You are viewing a plain text version of this content. The canonical link for it is here.
Posted to commits@santuario.apache.org by co...@apache.org on 2020/10/19 06:48:11 UTC
[santuario-xml-security-java] 02/02: Catching a few
NumberFormatExceptions
This is an automated email from the ASF dual-hosted git repository.

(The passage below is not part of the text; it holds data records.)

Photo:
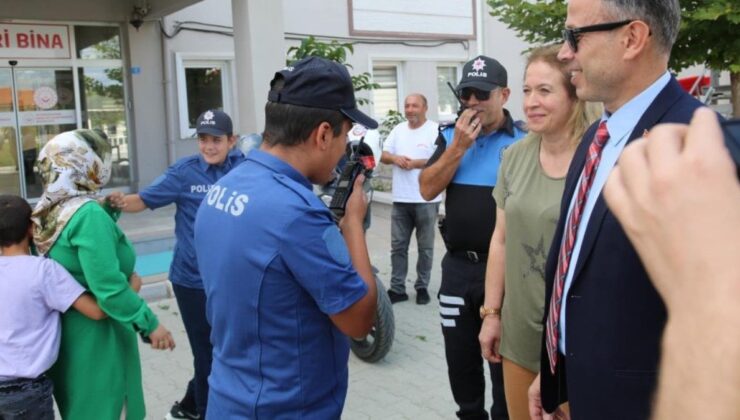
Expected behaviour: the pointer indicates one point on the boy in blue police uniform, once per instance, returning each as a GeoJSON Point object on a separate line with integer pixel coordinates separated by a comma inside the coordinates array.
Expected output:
{"type": "Point", "coordinates": [186, 183]}
{"type": "Point", "coordinates": [465, 165]}
{"type": "Point", "coordinates": [285, 285]}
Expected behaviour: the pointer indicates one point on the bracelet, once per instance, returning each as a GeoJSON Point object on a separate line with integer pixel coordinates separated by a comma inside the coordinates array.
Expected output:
{"type": "Point", "coordinates": [484, 312]}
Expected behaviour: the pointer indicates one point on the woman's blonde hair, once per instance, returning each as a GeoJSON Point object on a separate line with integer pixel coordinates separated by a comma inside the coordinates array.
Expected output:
{"type": "Point", "coordinates": [583, 113]}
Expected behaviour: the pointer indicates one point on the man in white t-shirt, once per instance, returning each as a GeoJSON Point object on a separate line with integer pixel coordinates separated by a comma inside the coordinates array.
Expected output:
{"type": "Point", "coordinates": [407, 148]}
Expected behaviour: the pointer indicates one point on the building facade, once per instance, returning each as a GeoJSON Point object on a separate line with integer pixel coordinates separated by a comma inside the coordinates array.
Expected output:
{"type": "Point", "coordinates": [142, 71]}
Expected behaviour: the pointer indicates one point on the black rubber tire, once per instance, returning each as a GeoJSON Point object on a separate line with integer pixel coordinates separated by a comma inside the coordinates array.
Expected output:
{"type": "Point", "coordinates": [378, 342]}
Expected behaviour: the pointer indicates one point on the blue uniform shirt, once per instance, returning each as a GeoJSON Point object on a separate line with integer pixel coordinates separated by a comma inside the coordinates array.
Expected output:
{"type": "Point", "coordinates": [274, 267]}
{"type": "Point", "coordinates": [469, 203]}
{"type": "Point", "coordinates": [186, 183]}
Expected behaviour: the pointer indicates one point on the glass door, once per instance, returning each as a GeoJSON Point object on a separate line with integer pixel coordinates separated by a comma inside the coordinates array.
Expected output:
{"type": "Point", "coordinates": [41, 105]}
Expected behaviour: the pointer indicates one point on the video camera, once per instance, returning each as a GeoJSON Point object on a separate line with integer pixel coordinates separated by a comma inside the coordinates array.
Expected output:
{"type": "Point", "coordinates": [359, 160]}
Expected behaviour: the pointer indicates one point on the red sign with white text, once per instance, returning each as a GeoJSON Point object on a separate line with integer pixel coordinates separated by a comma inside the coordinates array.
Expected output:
{"type": "Point", "coordinates": [34, 41]}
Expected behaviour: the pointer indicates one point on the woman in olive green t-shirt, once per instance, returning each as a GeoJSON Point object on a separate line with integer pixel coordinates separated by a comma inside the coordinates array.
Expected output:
{"type": "Point", "coordinates": [97, 375]}
{"type": "Point", "coordinates": [528, 192]}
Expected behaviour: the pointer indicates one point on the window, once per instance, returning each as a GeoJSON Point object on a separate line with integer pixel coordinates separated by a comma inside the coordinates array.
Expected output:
{"type": "Point", "coordinates": [97, 42]}
{"type": "Point", "coordinates": [447, 104]}
{"type": "Point", "coordinates": [202, 84]}
{"type": "Point", "coordinates": [385, 98]}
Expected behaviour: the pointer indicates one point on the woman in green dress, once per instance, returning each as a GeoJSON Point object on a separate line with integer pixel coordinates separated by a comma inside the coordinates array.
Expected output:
{"type": "Point", "coordinates": [98, 373]}
{"type": "Point", "coordinates": [528, 193]}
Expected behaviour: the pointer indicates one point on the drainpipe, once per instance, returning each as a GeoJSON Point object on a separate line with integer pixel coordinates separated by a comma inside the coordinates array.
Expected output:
{"type": "Point", "coordinates": [169, 128]}
{"type": "Point", "coordinates": [479, 10]}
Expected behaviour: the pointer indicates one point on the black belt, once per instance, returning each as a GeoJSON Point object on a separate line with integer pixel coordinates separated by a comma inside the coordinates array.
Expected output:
{"type": "Point", "coordinates": [15, 385]}
{"type": "Point", "coordinates": [472, 256]}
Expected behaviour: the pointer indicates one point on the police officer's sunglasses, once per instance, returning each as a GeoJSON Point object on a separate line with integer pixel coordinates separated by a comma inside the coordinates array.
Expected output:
{"type": "Point", "coordinates": [481, 95]}
{"type": "Point", "coordinates": [572, 35]}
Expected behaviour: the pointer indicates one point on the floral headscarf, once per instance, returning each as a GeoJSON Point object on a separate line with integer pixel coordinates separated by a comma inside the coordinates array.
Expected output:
{"type": "Point", "coordinates": [73, 166]}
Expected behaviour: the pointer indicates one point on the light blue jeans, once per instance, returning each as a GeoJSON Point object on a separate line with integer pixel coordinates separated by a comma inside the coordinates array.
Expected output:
{"type": "Point", "coordinates": [26, 399]}
{"type": "Point", "coordinates": [405, 217]}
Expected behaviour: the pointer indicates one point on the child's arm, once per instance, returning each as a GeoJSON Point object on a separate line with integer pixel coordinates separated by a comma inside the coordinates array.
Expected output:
{"type": "Point", "coordinates": [128, 203]}
{"type": "Point", "coordinates": [88, 306]}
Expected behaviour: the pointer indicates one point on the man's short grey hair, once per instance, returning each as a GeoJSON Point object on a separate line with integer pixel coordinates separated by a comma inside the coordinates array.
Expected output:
{"type": "Point", "coordinates": [662, 16]}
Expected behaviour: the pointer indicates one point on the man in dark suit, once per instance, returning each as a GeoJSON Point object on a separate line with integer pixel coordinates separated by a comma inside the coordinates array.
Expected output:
{"type": "Point", "coordinates": [603, 317]}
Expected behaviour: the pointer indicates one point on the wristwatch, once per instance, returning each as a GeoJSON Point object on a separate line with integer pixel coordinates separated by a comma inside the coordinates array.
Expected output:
{"type": "Point", "coordinates": [484, 312]}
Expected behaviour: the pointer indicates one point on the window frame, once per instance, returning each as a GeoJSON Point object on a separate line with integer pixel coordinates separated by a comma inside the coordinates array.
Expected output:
{"type": "Point", "coordinates": [199, 60]}
{"type": "Point", "coordinates": [400, 90]}
{"type": "Point", "coordinates": [458, 74]}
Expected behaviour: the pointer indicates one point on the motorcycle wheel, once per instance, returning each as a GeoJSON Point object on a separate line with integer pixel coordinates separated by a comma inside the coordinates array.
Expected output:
{"type": "Point", "coordinates": [377, 343]}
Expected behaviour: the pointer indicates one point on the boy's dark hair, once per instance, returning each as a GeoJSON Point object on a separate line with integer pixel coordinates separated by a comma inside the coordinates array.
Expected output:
{"type": "Point", "coordinates": [15, 219]}
{"type": "Point", "coordinates": [291, 125]}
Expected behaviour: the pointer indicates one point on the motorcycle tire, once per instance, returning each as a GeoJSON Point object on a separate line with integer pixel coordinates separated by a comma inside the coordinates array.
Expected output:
{"type": "Point", "coordinates": [377, 343]}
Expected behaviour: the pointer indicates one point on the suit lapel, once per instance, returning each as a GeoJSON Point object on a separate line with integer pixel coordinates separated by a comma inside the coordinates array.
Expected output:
{"type": "Point", "coordinates": [654, 113]}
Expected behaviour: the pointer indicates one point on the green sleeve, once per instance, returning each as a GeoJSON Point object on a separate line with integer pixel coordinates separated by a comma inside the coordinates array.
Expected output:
{"type": "Point", "coordinates": [95, 237]}
{"type": "Point", "coordinates": [499, 191]}
{"type": "Point", "coordinates": [113, 212]}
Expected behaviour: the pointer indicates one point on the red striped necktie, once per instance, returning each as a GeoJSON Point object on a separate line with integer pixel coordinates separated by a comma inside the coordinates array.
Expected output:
{"type": "Point", "coordinates": [566, 249]}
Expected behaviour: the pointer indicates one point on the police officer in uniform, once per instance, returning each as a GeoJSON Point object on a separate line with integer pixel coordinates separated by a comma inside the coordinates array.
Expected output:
{"type": "Point", "coordinates": [185, 184]}
{"type": "Point", "coordinates": [285, 284]}
{"type": "Point", "coordinates": [465, 165]}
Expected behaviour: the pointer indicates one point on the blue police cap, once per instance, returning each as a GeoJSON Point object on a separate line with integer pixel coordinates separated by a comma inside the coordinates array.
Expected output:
{"type": "Point", "coordinates": [316, 82]}
{"type": "Point", "coordinates": [214, 122]}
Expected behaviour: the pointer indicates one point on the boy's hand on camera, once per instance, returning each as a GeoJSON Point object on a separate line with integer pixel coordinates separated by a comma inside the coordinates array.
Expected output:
{"type": "Point", "coordinates": [356, 205]}
{"type": "Point", "coordinates": [116, 200]}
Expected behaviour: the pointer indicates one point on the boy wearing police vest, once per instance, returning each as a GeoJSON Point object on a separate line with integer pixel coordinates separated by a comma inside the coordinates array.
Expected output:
{"type": "Point", "coordinates": [186, 183]}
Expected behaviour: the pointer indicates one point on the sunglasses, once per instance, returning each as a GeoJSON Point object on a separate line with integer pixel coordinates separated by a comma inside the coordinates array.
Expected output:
{"type": "Point", "coordinates": [572, 35]}
{"type": "Point", "coordinates": [481, 95]}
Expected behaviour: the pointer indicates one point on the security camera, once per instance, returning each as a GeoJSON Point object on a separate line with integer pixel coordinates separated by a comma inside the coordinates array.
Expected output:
{"type": "Point", "coordinates": [137, 16]}
{"type": "Point", "coordinates": [136, 22]}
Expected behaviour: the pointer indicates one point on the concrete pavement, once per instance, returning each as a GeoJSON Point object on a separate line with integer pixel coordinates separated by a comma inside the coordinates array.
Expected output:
{"type": "Point", "coordinates": [410, 383]}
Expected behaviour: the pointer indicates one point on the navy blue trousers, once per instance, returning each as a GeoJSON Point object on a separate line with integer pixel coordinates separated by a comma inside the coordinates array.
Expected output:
{"type": "Point", "coordinates": [192, 303]}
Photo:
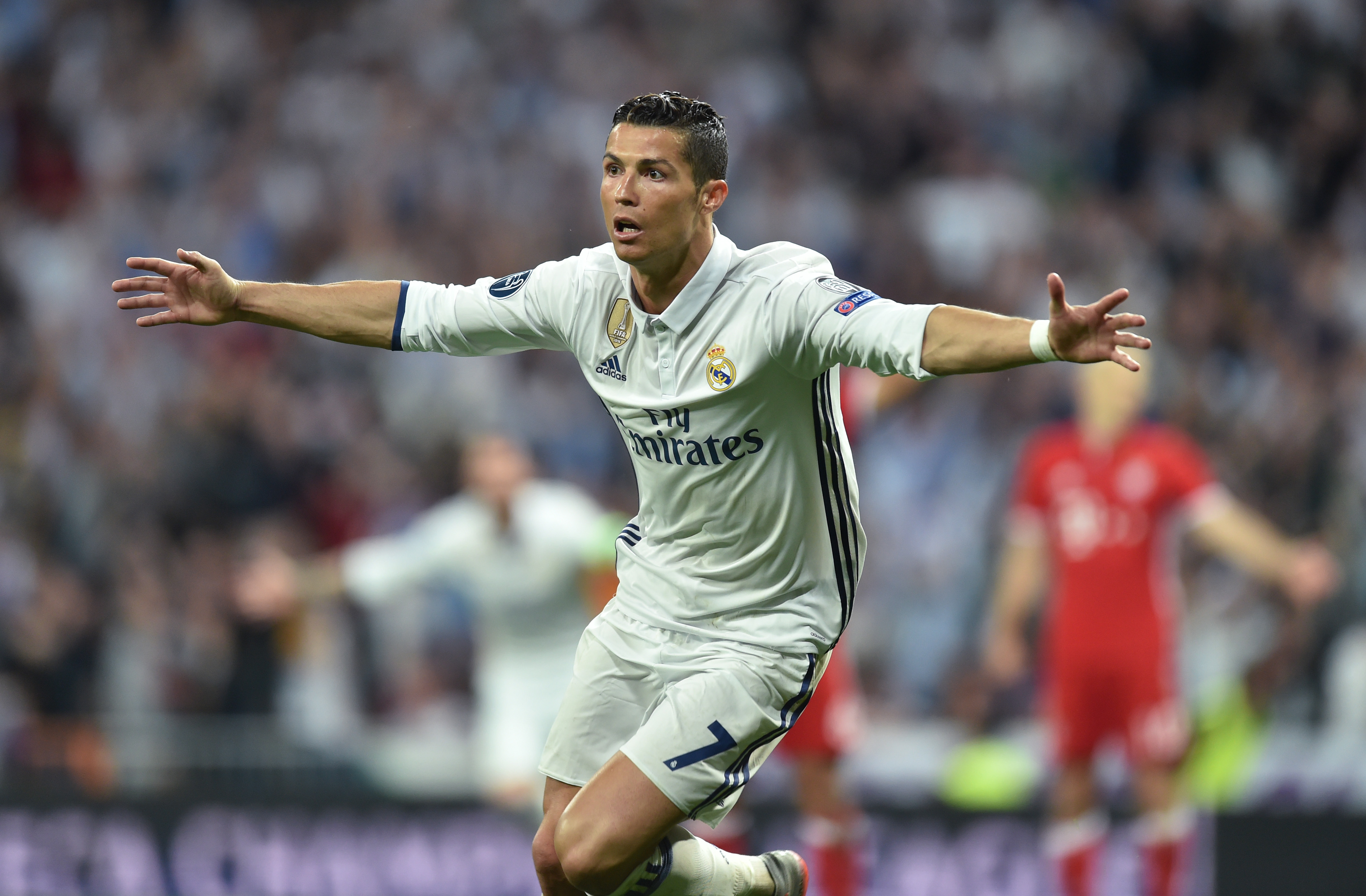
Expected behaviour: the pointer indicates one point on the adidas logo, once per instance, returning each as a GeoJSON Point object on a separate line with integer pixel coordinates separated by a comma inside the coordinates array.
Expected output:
{"type": "Point", "coordinates": [613, 368]}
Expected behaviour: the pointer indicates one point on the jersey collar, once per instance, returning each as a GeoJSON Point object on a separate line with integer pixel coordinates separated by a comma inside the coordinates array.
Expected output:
{"type": "Point", "coordinates": [690, 301]}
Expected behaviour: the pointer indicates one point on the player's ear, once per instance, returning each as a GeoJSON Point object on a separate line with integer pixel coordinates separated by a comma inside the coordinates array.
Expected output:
{"type": "Point", "coordinates": [713, 194]}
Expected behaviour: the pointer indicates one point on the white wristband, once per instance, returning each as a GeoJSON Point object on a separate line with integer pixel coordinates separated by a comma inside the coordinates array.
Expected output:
{"type": "Point", "coordinates": [1039, 342]}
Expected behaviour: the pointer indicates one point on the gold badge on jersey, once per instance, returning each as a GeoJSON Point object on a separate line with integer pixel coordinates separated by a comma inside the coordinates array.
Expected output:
{"type": "Point", "coordinates": [619, 323]}
{"type": "Point", "coordinates": [721, 372]}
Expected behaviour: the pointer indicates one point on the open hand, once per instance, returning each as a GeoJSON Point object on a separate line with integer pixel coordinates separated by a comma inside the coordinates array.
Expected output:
{"type": "Point", "coordinates": [1086, 334]}
{"type": "Point", "coordinates": [197, 291]}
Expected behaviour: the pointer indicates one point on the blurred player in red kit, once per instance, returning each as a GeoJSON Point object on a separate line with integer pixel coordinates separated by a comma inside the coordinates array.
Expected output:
{"type": "Point", "coordinates": [1095, 509]}
{"type": "Point", "coordinates": [1096, 505]}
{"type": "Point", "coordinates": [831, 825]}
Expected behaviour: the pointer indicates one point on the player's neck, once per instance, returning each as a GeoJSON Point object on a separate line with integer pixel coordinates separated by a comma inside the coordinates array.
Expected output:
{"type": "Point", "coordinates": [659, 282]}
{"type": "Point", "coordinates": [1102, 438]}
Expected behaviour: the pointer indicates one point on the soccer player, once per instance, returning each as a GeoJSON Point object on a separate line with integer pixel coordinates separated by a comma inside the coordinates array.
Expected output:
{"type": "Point", "coordinates": [738, 574]}
{"type": "Point", "coordinates": [1095, 506]}
{"type": "Point", "coordinates": [520, 550]}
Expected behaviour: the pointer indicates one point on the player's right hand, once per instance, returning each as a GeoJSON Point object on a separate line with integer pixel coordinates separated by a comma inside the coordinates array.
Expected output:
{"type": "Point", "coordinates": [196, 291]}
{"type": "Point", "coordinates": [1311, 576]}
{"type": "Point", "coordinates": [1006, 656]}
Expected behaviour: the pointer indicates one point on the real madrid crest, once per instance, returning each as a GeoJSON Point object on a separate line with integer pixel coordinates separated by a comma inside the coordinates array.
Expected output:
{"type": "Point", "coordinates": [619, 323]}
{"type": "Point", "coordinates": [721, 372]}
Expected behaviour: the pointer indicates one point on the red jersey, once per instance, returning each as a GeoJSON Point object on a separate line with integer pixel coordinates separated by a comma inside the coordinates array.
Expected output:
{"type": "Point", "coordinates": [1110, 643]}
{"type": "Point", "coordinates": [1108, 518]}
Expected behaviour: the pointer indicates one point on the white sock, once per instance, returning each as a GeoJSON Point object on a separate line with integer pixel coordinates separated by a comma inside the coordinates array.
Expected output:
{"type": "Point", "coordinates": [683, 865]}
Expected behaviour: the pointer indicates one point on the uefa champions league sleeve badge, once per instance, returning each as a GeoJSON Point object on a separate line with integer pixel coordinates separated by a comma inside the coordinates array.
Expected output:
{"type": "Point", "coordinates": [721, 372]}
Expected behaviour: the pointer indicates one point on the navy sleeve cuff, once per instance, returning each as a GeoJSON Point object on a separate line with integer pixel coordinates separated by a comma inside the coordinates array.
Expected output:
{"type": "Point", "coordinates": [397, 342]}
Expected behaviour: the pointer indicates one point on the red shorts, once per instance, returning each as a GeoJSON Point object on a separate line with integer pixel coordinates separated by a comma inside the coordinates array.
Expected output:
{"type": "Point", "coordinates": [832, 720]}
{"type": "Point", "coordinates": [1130, 696]}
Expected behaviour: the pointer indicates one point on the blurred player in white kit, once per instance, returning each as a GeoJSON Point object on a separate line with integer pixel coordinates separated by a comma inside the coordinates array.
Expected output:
{"type": "Point", "coordinates": [520, 550]}
{"type": "Point", "coordinates": [721, 368]}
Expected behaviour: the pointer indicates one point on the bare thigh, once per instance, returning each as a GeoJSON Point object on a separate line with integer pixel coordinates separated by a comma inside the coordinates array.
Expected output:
{"type": "Point", "coordinates": [558, 796]}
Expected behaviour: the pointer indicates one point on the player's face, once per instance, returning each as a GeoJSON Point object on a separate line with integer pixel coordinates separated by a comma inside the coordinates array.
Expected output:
{"type": "Point", "coordinates": [496, 469]}
{"type": "Point", "coordinates": [649, 201]}
{"type": "Point", "coordinates": [1110, 398]}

coheigea pushed a commit to branch master
in repository https://gitbox.apache.org/repos/asf/santuario-xml-security-java.git
commit 2ea6154b6bcb84af0d0074a05bd177e09124aaae
Author: Colm O hEigeartaigh <co...@apache.org>
AuthorDate: Mon Oct 19 07:47:52 2020 +0100
Catching a few NumberFormatExceptions
---
.../xml/dsig/internal/dom/DOMHMACSignatureMethod.java | 6 +++++-
.../dsig/internal/dom/DOMRSAPSSSignatureMethod.java | 17 ++++++++++++++---
.../algorithms/implementations/SignatureBaseRSA.java | 18 ++++++++++++++++--
.../org/apache/xml/security/utils/RFC2253Parser.java | 8 ++++++--
4 files changed, 41 insertions(+), 8 deletions(-)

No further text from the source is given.